A crescendo of action, from modest beginnings, just before World war II, where some monks work in secret to transport a vault into the Alps by train, having left Salonika with it, and 26 specially arranged secret documents.  The Gemini Contenders by Robert Ludlum does not content itself with a modest world-saving action set in World War II — certainly, not — the magnificent The Gemini Contenders aims higher still.  The hero is a man of means, as are his sons whom we eventually meet — they are the Gemini Contenders — and Robert Ludlum’s story veers all over the place, like a crazed racing car smashing along a high speed track, knocking into everything but resolving itself at the last moment, every time.

It’s what you want from a thriller — characters you care about involved at the highest levels of conspiracy, confusing coincidences all heading towards one big pay-off, international settings and action; global, personal, military and domestic.  Robert Ludlum well knew the rules, but more than that enjoyed delivery.  The action of Gemini Contenders covers many years, beginning before World War 2 and culminates in the 1970s, and yet does so with such refinement.  It’s a mark of the age, I think.  The 1970s was great for these enormous thrillers, and living memory almost demanded that these books have some Nazis tucked away somewhere, or at least some WW2 conspiracy.  Here we have the amazing project Loch Torridon, which may well be based in fact — it is preposterous enough.

The Gemini Contenders is in some respects an antecedent of The Da Vinci Code.  Robert Ludlum really enjoyed this style of story in the 1970s, stories that were international, dealt with secrets, and changed history.  The twins of the title have to put aside their differences in the last 100 pages if The Gemini Contenders and work to save humanity from the unleashing of an awful secret that has already killed many, including a bunch of suicidal monks on a mission.   It’s a violent book, that goes all the way to the Vatican and the Pentagon, and as with many thrillers you can usually judge the calibre of your thriller writer on the quality of the kills.  Here the kills are of course first rate, and that goes for the mutilations too.  Ludlum really gives the mutilations legs, in fact, and in the case of Stone who loses his hand right at the beginning, and the exceptional torture of the lead character Victor, their handicaps become important to the tale as a whole.  There is another mutilation in The Matlock Paper — it may have been something he had a penchant for describing, certainly it is horrific, although brief.

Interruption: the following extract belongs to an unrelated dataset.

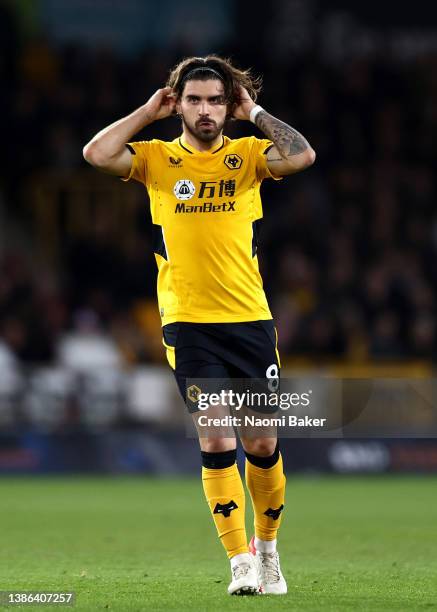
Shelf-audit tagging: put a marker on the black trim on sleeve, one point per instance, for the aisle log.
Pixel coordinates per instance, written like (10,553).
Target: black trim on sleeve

Thrillers, moreso than other genre works, are usually pretty firmly tied in their own day and age.  I remember Robert Ludlum books from the 1970s, and in particular from their occasional placing in my grandfather’s glass fronted books cabinet.   In that cabinet there were plenty Dick Francis, always the latest Frederick Forsyth, and other such as Robert Ludlum were included by dint of their popularity.  For Ludlum, his popularity continued well into the 1980s and the distinctive covers were all that were needed to entice a reader.  I have to read them as an adult, as I spent so long staring at them as a child, it feels like the satisfaction of a quest to own and read these editions.

That said, I’m not sure if anyone today even equates the popular Bourne films with their author — Robert Ludlum.  Nobody knows quite how many Ludlum books there are out there, but estimates stand between 300 and 500 million, which puts him up there with Ian Fleming, whom we all well know as the James Bond man.  Amazingly, Ludlum kept on being published after his death in 2001, and in the following 5 years, he released another 6 novels, the last of which was The Bancroft Strategy.

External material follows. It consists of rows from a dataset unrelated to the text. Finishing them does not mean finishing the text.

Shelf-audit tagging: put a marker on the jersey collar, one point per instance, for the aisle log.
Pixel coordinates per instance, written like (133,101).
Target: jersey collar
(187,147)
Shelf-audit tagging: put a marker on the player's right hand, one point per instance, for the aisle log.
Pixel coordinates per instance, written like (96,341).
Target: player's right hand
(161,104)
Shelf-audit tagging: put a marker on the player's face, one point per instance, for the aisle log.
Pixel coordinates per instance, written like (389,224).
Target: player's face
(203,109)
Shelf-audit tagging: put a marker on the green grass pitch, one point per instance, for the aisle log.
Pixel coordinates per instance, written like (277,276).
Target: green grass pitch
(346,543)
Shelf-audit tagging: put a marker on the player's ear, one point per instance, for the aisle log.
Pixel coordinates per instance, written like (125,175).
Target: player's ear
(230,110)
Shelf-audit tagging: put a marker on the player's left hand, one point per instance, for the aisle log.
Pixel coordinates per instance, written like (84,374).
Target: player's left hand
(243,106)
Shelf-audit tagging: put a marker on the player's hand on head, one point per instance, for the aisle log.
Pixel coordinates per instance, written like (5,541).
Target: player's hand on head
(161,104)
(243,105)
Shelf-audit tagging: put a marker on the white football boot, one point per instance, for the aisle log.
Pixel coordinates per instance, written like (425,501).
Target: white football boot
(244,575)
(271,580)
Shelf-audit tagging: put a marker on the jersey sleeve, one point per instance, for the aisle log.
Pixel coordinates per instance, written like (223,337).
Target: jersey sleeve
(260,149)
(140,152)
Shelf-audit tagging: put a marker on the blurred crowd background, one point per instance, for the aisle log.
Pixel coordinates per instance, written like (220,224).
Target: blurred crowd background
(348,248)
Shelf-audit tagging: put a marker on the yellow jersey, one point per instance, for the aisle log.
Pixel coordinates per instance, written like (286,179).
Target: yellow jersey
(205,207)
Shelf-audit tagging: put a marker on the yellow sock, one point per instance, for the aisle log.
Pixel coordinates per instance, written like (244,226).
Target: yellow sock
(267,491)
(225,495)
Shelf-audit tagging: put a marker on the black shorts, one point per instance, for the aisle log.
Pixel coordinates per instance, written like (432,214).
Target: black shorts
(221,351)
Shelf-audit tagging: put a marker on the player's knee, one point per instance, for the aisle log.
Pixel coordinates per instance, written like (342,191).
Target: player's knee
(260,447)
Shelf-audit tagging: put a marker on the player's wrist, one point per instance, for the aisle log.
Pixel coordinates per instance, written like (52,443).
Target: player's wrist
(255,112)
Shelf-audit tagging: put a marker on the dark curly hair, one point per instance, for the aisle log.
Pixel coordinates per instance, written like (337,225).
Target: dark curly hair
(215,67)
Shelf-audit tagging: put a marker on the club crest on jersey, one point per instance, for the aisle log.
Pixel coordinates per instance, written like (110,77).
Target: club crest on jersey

You can find everything in the Gemini Contenders, even an explanation of the strange title if you wait for long enough.  A good thriller has to keep you interested to the end, and it’s harder than you may think.  The best touches come early on — Victor’s trip to the Savoy, the horrific execution of his family — which is as well because caring for the characters help you stick with them.

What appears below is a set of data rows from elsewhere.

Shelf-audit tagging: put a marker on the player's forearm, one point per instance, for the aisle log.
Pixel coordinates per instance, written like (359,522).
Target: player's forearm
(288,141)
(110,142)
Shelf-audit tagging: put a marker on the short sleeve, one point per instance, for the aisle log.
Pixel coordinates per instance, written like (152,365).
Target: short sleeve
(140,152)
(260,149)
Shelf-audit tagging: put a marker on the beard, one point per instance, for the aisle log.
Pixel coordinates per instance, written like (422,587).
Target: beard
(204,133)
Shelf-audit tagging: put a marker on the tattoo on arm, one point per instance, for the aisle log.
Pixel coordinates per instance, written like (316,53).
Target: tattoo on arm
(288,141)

And he just writes so well.  How do you describe a guy grabbing for a gun before he is shot:

Victor sprang forward over the desk, his long arms plunging for the weapon; it had wavered only for a heartbeat, but that was all he could hope for.

How do you set the scene:

He was chilled by his thoughts, not the rain.

Or how in general do you contrive such a plot that rages through World War II, continues after the war is over in several world locations and tips a final third into the 1970s, where an extra-military corps of elite soldiers are making a bid to take over the Pentagon?

This is it, it’s as good as it gets — Robert Ludlum.